X
Business

From emotional fallout to rational analysis: How Finns saw the Nokia-Microsoft deal

After Microsoft confirmed it's buying the lion's share of Nokia – Finland's biggest company – how did the country react?
Written by Olli Sulopuisto, Contributor

The sale of Nokia's phone business to Microsoft came as a surprise to many, both globally inside the company's home country of Finland.

The sale was announced last Tuesday, when it was confirmed that Nokia was selling its devices and services business to Microsoft for €5.4bn. On Tuesday and Wednesday last week, former Nokia chief executive Stephen Elop and Microsoft chief executive Steve Ballmer did a tour of Nokia's biggest sites in Finland. In addition to the headquarters in Espoo, the pair visited Salo, Tampere, and Oulu, where Nokia still holds a significant presence, despite not yet completing the round of layoffs announced in July.

While the Finnish government was informed of the situation the night before the deal was officially announced, the country's members of parliament heard of it on Tuesday at the same time as everyone else.

The reaction in Finland has been first and foremost emotional, with much discussion of the importance of Nokia's meteoric rise after the years of economic depression in the 1990s and the dot-com bubble of 2000. A lot of blame for the sale has been laid at the feet of Elop, with the tabloids highlighting his €19m earnings during his tenure at Nokia (After setting up the deal, Elop has moved to Microsoft as VP of devices and services while the sale goes through).

The impact on Finland's bottom line appears to be much smaller than it would've been even a few years ago, according to statistics from research institute ETLA, when at its largest Nokia was very much the country's economic motor.

A decade ago when Nokia was the only smartphone game in town and the iPhone was a twinkle in Steve Jobs' eye, Nokia was responsible for four percent of Finland's GDP, but by 2012, that number was estimated to be around 0.2 percent. At its peak, Nokia used to employ a full one percent of the Finnish workforce, but that's also now in the region of 0.2 percent.
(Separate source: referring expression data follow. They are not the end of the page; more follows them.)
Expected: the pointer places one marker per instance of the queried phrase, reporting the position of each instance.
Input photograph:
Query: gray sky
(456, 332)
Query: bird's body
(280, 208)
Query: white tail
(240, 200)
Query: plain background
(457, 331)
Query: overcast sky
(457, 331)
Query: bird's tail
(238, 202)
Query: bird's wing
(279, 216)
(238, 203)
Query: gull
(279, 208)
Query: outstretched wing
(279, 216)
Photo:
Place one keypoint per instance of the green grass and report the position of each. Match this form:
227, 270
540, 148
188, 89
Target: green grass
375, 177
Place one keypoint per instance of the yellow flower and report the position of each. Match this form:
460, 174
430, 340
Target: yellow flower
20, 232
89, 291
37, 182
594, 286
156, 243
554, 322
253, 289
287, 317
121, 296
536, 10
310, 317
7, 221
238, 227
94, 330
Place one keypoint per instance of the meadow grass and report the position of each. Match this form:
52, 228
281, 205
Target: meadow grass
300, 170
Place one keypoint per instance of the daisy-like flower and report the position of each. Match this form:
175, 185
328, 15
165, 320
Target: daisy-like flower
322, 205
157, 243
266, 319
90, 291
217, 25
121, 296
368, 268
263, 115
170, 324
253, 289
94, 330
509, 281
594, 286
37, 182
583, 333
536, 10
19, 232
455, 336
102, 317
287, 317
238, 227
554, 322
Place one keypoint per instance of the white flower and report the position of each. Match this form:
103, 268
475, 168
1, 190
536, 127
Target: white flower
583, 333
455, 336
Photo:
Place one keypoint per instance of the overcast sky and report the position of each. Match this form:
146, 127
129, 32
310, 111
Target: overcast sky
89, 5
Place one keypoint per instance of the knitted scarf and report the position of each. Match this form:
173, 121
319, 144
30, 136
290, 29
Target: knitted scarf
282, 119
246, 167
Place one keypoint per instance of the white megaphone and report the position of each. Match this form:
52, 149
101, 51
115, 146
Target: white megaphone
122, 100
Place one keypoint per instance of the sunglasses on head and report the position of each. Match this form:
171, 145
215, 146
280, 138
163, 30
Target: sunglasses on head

Some 40 percent of all the money spent on R&D in Finland came from Nokia in 2009, and after the sale the new estimated figure is 17 percent.

The Finnish trade unions seem divided on the news of the sale. Antti Rinne — the president of Trade Union Pro, the largest private sector union for clerical employees — highlighted that the phones will still be designed by Finns and any decision by consumers to boycott Nokia handsets after the sale will directly affect the Finnish economy.

Pertti Porokari, the president of the Union of Professional Engineers in Finland, had a different take. Porokari told the online business daily Taloussanomat that the organisation is afraid that software development work will slowly move to the US, where the majority of Microsoft's software engineers are.  

Rasmus Roiha, the managing director of the Finnish Software Entrepreneurs Association, found a silver lining, telling business paper Kauppalehti that Finnish software companies will now have two strong partners instead of just the one, and that the sale would open up possibilities for "long-term co-operation".

The ripples of the sale managed to touch even people who have left Nokia behind. The memoirs of the former Nokia CEO Jorma Ollila are to be published in October. While the publication date still stands, the book will undergo some last-minute revisions to incorporate last week's developments, according to Kauppalehti.

Microsoft, for its part, has said it will keep Finland as its R&D base for mobile, and will set up a €250m datacentre in the country to serve its European customers.